Что вас держит на Германке?
и совсем низашло ?
Купе вагона СВ пахло свежим бельем и предвкушением Геленджика. Остап пытался поймать ускользающее чувство отдыха, но что то мешало. А мешал ему пронзительный взгляд Некоти, который она не отрывала от его лица уже минут десять.
- Вся их беда - начал он - в безволии. «Униженные и оскорбленные» - это мазохистский парад тех, кто предпочел страдать, вместо того чтобы сжать зубы и вырваться. Наташа могла уехать, Ихменев - заткнуться. Князь - подлец, а они - добровольные жертвы. Жалеть их?
Некотя сидела напротив поджав босые ноги. Она перевела взгляд в темное окно где мелькали редкие огни - будто проверяла свою мысль на прочность.
- Ты путаешь следствие с причиной, Ося - сказала она наконец , не оборачиваясь. - Ты видишь слабость в том, кто упал под колесо и говоришь - «Сам виноват, что не отпрыгнул!» А Федор Михайлович показывает само колесо. И холодный металл его спиц. Наташа не выбирала страдать. Она выбрала любить. А в мире, где любовь - уязвимость, а не сила, это приговор. Князь не просто подлец. Он - идеальный продукт этого мира - для него люди - инструменты, чувства - валюта. Ихменев оскорблен не в своем мелком тщеславии. Он оскорблен в самой основе - в вере, что слова «честь» и «долг» еще что то значат. Их ломает не их характер. Их ломает столкновение с реальностью, в которой их внутренние правила - лишь наивный бред. Она повернулась к нему, в ее глазах была усталость. - Вопрос не в том жалеть ли их. Вопрос в том, видишь ли ты в их падении - свою возможную судьбу. Или ты уверен, что твоя крутая одежда и твой дорогой виски - это настолько надежная броня, что колесо тебя не заденет? Слова повисли в воздухе - тяжелые и неразрешимые. Кто прав? Тот, кто видит в трагедии личную ответственность, или тот, кто видит в ней жертву системы? Оба взгляда как острые лезвия отрезающие часть правды. Молчание стало невыносимым и тут Остап схватил Некотю за запястье пытаясь перевести разговор в иную плоскость, где он сильнее.

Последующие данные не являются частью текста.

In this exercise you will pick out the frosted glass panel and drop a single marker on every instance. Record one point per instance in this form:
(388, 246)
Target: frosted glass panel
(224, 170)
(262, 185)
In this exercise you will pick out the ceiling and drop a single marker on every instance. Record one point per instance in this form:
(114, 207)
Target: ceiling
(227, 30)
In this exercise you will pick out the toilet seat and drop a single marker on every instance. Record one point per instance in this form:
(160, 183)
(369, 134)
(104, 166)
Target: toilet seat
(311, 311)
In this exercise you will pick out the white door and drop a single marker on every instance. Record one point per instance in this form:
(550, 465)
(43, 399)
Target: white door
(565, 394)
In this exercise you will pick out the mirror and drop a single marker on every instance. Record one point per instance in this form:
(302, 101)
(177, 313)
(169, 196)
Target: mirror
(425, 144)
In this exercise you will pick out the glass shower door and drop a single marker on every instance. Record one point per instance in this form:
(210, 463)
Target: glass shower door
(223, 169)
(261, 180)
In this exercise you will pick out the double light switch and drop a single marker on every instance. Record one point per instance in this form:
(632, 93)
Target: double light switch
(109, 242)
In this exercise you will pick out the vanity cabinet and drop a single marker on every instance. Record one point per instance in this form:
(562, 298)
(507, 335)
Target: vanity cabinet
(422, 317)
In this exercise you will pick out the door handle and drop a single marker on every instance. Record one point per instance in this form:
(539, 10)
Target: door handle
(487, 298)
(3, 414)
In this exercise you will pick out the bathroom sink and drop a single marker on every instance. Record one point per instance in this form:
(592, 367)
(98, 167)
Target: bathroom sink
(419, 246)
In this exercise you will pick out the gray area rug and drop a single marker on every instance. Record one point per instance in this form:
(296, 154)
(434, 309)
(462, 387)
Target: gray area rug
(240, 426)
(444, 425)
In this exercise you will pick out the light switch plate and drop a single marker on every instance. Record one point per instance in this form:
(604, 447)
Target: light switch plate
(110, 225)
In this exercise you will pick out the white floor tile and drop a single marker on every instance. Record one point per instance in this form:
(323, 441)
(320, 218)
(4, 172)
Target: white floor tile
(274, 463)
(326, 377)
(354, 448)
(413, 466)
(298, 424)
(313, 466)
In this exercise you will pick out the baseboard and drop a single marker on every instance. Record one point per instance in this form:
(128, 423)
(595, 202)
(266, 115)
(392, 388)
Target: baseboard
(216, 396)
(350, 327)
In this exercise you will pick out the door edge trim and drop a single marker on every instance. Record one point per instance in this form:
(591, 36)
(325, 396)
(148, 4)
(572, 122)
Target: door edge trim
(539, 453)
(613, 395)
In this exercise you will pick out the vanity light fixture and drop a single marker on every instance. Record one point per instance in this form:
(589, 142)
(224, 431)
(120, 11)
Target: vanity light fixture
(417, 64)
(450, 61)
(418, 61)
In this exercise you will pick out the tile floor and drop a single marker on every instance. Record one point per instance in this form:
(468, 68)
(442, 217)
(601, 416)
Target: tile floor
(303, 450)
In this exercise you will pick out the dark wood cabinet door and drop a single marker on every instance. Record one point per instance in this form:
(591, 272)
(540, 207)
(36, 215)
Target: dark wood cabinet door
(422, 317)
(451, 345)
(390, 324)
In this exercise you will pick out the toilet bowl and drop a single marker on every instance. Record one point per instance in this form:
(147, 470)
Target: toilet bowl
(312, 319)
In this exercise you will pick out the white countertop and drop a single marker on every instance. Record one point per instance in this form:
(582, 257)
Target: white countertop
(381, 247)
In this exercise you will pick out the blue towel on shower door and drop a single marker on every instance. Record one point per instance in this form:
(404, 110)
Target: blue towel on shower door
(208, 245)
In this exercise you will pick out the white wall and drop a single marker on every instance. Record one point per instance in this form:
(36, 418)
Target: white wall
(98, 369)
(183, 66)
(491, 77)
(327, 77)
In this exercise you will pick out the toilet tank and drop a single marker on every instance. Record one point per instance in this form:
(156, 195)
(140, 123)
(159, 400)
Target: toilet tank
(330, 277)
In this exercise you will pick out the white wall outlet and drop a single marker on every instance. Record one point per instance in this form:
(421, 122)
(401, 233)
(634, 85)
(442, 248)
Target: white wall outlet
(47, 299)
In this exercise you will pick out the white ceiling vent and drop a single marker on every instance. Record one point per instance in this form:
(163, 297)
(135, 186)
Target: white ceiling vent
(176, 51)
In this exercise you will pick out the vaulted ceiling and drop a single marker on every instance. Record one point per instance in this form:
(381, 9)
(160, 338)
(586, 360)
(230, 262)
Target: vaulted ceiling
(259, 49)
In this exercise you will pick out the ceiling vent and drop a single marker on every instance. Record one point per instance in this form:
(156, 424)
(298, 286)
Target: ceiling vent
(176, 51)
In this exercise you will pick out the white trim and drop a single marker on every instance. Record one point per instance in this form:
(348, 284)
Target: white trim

Он наклонился вперед, сокращая расстояние между ними.
- А кто подставляет щеку под пощечину? Кто сам идет в ту яму, зная, что она там? Это ……. наслаждение, Некоть. Наслаждение своей болью. Им нравится быть жертвами и жалеть их - значит потакать этой извращенной игре. Разговор оборвался. Она, не выдержав накала, взяла его руку и прижала ладонь к себе поверх тонкого хлопка шорт. Взгляд был прямым, без слов. Он понял. Его пальцы скользнули под резинку, нашли уже влажную теплоту и упругий бугорок. Он начал водить подушечкой пальца - сначала медленно, наблюдая, как ее глаза темнеют, а дыхание становится глубже. Она закинула голову на подушку, позволив на несколько минут унестись этим медленным, нарастающим вихрем. Но когда волна начала подступать слишком близко, ее рука вдруг сжала его запястье, останавливая.
- Хватит - выдохнула она, почти шепотом. - Не сейчас. Потом. Вместе. Он кивнул не спрашивая, понимающе. Его пальцы скользнули глубже, вводя в нее сначала один, потом два, проверяя готовность. Она резко выдохнула, ее бедра приподнялись навстречу. Он сбросил с себя одежду, стянул с нее шорты и трусы. Вход был легким, влажным. Он вошел медленно, давая ей привыкнуть.
- Теперь? Хрипло спросил он. Она кивнула не в силах вымолвить слово. Он начал двигаться, не спеша, но глубоко, с долгими почти до конца выходами и уверенными точными входами. Ее ноги обвили его поясницу. Она искала его губы, целовала жадно, отрывисто. Ритм нарастал. Тихое хлопанье, их сдавленные стоны. И тогда его рука снова опустилась между их вспотевших тел. Палец нашел клитор теперь набухший и горячий. Круговое движение, точное, в такт толчкам. Это сработало почти мгновенно. Ее тело вздрогнуло, как от удара током. Внутренние мышцы судорожно сжали его, ее крик глухой и сдавленный, утонул в его плече. Конвульсии ее влагалища вытянули из него его собственный финал - он с хрипом вогнал в нее последний, самый глубокий толчок и застыл, чувствуя как его пульсирует внутри нее. Они лежали сплетенные, дыша на одно лицо. Он медленно вышел и на простыне под ней расплылось теплое влажное пятно. Он потянулся, сгреб с пола скомканную футболку и протянул ей. Повернулся на бок, облакотился и посмотрел на нее - Придется стирать, но оно того стоило.